Governance Concentration and Token Holdings
The ECB paper highlights a significant gap between the theoretical decentralization of DeFi and its practical implementation. Based on data snapshots from November 2022 and May 2023, the researchers discovered that governance tokens are heavily concentrated among a small elite. Centralized entities, particularly Binance, were identified as the largest centralized exchange holders across all four protocols.
The distribution of voting power is even more consolidated when looking at active participation:
- In Ampleforth, the top 20 voters control 96% of delegated power.
- In MakerDAO, the top 10 voters command 66% of the power.
- In Uniswap, the top 18 voters hold 52% of the power.

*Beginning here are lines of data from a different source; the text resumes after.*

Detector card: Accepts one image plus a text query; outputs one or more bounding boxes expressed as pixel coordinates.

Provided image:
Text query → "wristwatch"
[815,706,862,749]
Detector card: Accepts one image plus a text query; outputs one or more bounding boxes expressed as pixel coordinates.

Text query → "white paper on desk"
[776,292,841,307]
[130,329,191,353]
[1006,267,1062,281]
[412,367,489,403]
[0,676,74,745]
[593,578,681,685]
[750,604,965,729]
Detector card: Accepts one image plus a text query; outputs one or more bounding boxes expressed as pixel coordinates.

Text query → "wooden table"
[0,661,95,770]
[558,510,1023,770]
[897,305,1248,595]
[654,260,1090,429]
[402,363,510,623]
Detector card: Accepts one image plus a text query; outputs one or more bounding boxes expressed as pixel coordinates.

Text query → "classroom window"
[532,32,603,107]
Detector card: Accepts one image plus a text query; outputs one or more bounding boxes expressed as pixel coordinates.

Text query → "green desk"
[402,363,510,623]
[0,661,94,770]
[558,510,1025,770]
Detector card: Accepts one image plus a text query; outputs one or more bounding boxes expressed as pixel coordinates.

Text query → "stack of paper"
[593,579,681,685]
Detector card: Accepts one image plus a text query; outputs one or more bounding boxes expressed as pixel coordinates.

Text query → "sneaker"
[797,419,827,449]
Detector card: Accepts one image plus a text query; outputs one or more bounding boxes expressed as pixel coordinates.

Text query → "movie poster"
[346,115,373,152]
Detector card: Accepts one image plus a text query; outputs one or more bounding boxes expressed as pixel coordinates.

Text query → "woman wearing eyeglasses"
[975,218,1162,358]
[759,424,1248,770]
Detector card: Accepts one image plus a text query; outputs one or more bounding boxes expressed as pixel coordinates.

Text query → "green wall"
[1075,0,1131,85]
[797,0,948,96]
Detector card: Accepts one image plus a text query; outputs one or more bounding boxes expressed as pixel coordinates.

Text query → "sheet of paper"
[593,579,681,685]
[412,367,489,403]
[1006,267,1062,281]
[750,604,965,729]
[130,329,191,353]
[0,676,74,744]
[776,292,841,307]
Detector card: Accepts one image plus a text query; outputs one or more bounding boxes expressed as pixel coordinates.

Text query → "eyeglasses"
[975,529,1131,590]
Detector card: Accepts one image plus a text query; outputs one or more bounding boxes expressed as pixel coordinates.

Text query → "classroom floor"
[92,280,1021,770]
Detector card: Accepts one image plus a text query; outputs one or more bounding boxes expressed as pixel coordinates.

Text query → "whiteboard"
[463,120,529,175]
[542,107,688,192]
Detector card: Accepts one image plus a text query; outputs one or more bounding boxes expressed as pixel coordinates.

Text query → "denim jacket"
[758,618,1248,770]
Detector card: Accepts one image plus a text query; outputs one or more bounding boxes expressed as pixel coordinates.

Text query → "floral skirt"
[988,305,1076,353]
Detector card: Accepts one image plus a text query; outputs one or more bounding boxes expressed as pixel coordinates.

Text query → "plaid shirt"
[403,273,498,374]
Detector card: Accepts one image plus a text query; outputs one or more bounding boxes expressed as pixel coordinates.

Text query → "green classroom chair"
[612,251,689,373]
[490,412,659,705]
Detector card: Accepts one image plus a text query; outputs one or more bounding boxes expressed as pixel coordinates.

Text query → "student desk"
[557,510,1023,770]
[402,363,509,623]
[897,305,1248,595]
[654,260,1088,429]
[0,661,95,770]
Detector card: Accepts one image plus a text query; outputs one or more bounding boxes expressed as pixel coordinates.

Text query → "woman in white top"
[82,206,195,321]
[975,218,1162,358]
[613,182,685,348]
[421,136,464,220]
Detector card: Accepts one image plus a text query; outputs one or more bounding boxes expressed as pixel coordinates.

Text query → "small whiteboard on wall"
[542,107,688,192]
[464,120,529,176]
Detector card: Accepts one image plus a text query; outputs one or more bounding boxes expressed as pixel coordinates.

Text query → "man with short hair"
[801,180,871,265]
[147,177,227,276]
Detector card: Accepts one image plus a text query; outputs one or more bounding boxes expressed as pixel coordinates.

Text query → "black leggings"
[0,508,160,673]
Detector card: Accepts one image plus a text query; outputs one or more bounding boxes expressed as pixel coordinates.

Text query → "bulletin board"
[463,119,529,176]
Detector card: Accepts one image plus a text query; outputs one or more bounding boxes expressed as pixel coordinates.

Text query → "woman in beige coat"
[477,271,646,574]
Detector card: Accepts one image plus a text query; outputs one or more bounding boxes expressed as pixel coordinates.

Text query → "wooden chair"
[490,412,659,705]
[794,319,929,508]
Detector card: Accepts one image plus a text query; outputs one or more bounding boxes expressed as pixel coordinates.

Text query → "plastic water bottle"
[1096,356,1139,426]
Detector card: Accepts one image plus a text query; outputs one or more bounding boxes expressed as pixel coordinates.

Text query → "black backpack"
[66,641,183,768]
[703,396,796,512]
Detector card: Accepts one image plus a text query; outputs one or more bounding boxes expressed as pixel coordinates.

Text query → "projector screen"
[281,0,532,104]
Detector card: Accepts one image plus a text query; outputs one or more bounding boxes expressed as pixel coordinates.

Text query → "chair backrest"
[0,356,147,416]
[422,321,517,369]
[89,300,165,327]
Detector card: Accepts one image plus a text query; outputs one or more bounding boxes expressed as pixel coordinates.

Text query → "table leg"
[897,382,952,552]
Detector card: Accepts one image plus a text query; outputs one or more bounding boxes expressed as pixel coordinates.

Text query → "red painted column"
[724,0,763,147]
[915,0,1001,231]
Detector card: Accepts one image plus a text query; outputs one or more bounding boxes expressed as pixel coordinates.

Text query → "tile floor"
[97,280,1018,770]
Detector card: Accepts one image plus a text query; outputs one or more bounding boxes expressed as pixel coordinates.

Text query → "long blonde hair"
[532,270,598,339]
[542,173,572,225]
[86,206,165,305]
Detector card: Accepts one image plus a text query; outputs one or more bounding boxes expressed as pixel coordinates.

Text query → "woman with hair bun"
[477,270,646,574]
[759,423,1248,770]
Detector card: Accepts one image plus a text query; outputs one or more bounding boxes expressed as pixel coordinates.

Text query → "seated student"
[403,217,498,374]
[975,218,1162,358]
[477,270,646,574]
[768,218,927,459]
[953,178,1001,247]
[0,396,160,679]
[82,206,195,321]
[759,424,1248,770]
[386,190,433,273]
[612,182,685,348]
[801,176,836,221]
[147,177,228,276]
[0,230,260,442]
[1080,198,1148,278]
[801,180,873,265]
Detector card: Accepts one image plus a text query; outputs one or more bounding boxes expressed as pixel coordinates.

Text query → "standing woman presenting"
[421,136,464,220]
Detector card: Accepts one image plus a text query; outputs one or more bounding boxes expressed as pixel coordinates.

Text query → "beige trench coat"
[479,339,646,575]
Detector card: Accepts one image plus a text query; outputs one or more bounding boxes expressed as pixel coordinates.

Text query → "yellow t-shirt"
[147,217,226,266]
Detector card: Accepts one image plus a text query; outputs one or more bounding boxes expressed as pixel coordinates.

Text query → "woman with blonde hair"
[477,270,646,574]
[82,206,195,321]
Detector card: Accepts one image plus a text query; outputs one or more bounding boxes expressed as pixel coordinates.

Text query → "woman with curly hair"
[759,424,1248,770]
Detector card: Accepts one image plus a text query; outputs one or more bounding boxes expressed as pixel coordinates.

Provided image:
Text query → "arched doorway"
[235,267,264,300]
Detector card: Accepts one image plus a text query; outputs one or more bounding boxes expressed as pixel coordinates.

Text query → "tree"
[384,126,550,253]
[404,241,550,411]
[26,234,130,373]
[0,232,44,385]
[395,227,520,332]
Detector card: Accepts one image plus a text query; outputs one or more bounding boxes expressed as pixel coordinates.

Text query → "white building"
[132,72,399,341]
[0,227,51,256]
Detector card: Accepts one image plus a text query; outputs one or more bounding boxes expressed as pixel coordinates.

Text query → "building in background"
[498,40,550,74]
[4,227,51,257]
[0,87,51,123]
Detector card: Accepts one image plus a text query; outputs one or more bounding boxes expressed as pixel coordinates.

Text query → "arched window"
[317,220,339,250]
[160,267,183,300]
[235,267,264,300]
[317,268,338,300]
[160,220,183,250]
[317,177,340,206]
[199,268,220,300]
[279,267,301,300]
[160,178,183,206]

Implications for MiCA Regulation
The concentration of power creates a regulatory dilemma for the European Union. Under the MiCA framework, services that are deemed "fully decentralized" are currently excluded from oversight. However, the ECB paper argues that if a small group of founders, developers, or centralized exchanges holds the majority of influence, the protocol cannot be considered truly decentralized. This makes it difficult for regulators to identify "anchor points"—specific entities or individuals who can be held accountable for the protocol's actions.
Approximately one-third of top voters remain unidentified in public data, further complicating transparency. Among those identifiable, the largest groups are individual whales and Web3 companies, followed by venture capital firms and university blockchain societies.
Practical Governance and Risk Management
Most governance proposals in these DAOs focus on risk parameters, which directly impact the safety and stability of the protocols. The paper notes that public data often fails to distinguish whether holdings belong to original founders, developers, or protocol treasuries, or if exchange wallets are voting using customer assets.
Kavi Jain, a senior research associate at Bitwise, noted that many large protocols maintain a small group with "meaningful influence," especially during their early stages. The ECB researchers concluded that while DeFi promises to remove intermediaries, it often creates new forms of concentration and governance risks that mirror traditional finance, making it challenging to apply a one-size-fits-all regulatory approach.